Details
Description
We have been running ior testing on hyperion with toss 5 and have seen ldiskfs corruption. Since I know you have access to hyperion, I was hoping you could log on and look around (the console logs are on hyperion577-pub and santricity can be run from there as well). I have set up a test filesystem called /p/ls1 created with large luns (22TB per lun with 6 luns on each RBOD) on a Netapp. The mds is on hyperion-agb25 and the 2 oss nodes are hyperion-agb27 and hyperion-agb28. I had 10 clients writing i/o to the filesystem and would power cycle an oss every hour to simulate a node crashing. Upon bringing the oss up I would run the full fsck to check for errors and bring up lustre again and continue the i/o load from clients. We hit a bug where the fsck shows corruption and doesn't mount lustre. As a side note, I was running the same testing in parallel with the same HW, but with a small 3TB lun size and did not hit this issue.
zgrep Mounting ../conman.old/console.hyperion-agb27-20120115.gz
2012-01-14 14:24:02 Mounting /dev/dm-3 on /mnt/lustre/local/ls1-OST0000
2012-01-14 14:24:04 Mounting /dev/dm-0 on /mnt/lustre/local/ls1-OST0001
2012-01-14 14:24:06 Mounting /dev/dm-4 on /mnt/lustre/local/ls1-OST0002
2012-01-14 15:21:57 Mounting local filesystems: [ OK ]

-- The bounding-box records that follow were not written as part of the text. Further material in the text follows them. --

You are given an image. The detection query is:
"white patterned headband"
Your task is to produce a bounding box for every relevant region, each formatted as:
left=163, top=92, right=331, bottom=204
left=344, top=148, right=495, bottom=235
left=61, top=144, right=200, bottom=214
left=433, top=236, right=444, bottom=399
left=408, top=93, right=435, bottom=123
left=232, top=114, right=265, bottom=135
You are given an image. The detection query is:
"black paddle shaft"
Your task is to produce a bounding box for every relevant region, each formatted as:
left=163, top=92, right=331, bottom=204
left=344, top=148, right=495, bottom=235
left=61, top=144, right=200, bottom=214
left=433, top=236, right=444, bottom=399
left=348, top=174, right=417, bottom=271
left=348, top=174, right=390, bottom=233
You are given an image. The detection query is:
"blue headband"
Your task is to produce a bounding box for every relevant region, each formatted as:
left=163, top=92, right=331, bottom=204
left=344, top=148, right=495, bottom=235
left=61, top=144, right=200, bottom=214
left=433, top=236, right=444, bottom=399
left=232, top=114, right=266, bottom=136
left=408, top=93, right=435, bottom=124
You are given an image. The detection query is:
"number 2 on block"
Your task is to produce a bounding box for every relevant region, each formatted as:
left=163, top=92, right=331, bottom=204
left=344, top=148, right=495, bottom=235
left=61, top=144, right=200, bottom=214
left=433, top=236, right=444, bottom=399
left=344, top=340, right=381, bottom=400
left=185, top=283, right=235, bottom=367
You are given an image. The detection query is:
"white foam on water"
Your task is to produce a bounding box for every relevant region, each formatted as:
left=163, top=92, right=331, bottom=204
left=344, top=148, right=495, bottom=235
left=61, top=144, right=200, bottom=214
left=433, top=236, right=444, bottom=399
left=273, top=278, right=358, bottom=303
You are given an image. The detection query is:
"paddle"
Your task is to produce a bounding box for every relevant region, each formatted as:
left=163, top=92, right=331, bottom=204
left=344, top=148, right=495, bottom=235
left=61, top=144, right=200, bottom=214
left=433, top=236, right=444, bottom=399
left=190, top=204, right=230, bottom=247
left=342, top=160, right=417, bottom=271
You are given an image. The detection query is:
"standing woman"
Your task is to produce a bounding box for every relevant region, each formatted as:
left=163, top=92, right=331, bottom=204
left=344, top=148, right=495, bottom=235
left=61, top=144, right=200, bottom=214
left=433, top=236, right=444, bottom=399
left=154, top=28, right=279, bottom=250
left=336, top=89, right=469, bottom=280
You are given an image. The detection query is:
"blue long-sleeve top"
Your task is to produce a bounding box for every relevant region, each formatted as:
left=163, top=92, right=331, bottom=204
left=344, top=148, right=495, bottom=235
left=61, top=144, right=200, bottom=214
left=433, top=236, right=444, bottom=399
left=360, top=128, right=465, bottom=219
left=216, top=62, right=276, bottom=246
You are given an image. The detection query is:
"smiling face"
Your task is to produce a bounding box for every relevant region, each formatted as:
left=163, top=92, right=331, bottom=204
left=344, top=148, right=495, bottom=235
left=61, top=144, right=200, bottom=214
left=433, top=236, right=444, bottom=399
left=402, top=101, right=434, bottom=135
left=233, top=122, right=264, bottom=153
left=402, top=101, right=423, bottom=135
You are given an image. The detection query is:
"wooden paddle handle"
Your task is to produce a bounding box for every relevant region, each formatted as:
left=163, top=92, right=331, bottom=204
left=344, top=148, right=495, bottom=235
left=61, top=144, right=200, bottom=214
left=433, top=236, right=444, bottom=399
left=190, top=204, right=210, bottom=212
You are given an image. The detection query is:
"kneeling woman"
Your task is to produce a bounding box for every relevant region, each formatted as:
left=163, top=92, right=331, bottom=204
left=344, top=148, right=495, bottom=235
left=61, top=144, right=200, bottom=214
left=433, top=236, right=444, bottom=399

2012-01-14 15:22:03 Mounting other filesystems: [ OK ]
2012-01-14 15:24:13 Mounting /dev/dm-0 on /mnt/lustre/local/ls1-OST0000
2012-01-14 15:24:15 Mounting /dev/dm-3 on /mnt/lustre/local/ls1-OST0001
2012-01-14 15:24:17 Mounting /dev/dm-1 on /mnt/lustre/local/ls1-OST0002
2012-01-14 16:21:49 Mounting local filesystems: [ OK ]
2012-01-14 16:21:55 Mounting other filesystems: [ OK ]
2012-01-14 16:23:51 Mounting /dev/dm-3 on /mnt/lustre/local/ls1-OST0000
2012-01-14 16:23:53 Mounting /dev/dm-1 on /mnt/lustre/local/ls1-OST0001
2012-01-14 16:23:55 Mounting /dev/dm-5 on /mnt/lustre/local/ls1-OST0002
2012-01-14 17:21:53 Mounting local filesystems: [ OK ]
2012-01-14 17:21:59 Mounting other filesystems: [ OK ]
2012-01-14 18:22:00 Mounting local filesystems: [ OK ]
2012-01-14 18:22:06 Mounting other filesystems: [ OK ]
2012-01-14 19:21:56 Mounting local filesystems: [ OK ]
2012-01-14 19:22:02 Mounting other filesystems: [ OK ]
2012-01-14 20:21:52 Mounting local filesystems: [ OK ]
2012-01-14 20:21:58 Mounting other filesystems: [ OK ]
It appears that the corruption occurred way back on Friday 1/14 after 16:20.
I state this based upon the fact that the OST's did not make it back after the power cycle on 1/14 @ 17:20.
Also the following fsck results only surfaced after that power cycle:
2012-01-14 17:23:48 Group descriptor 0 checksum is invalid. FIXED.
2012-01-14 17:23:48 Group descriptor 1 checksum is invalid. FIXED.
2012-01-14 17:23:48 Group descriptor 2 checksum is invalid. FIXED.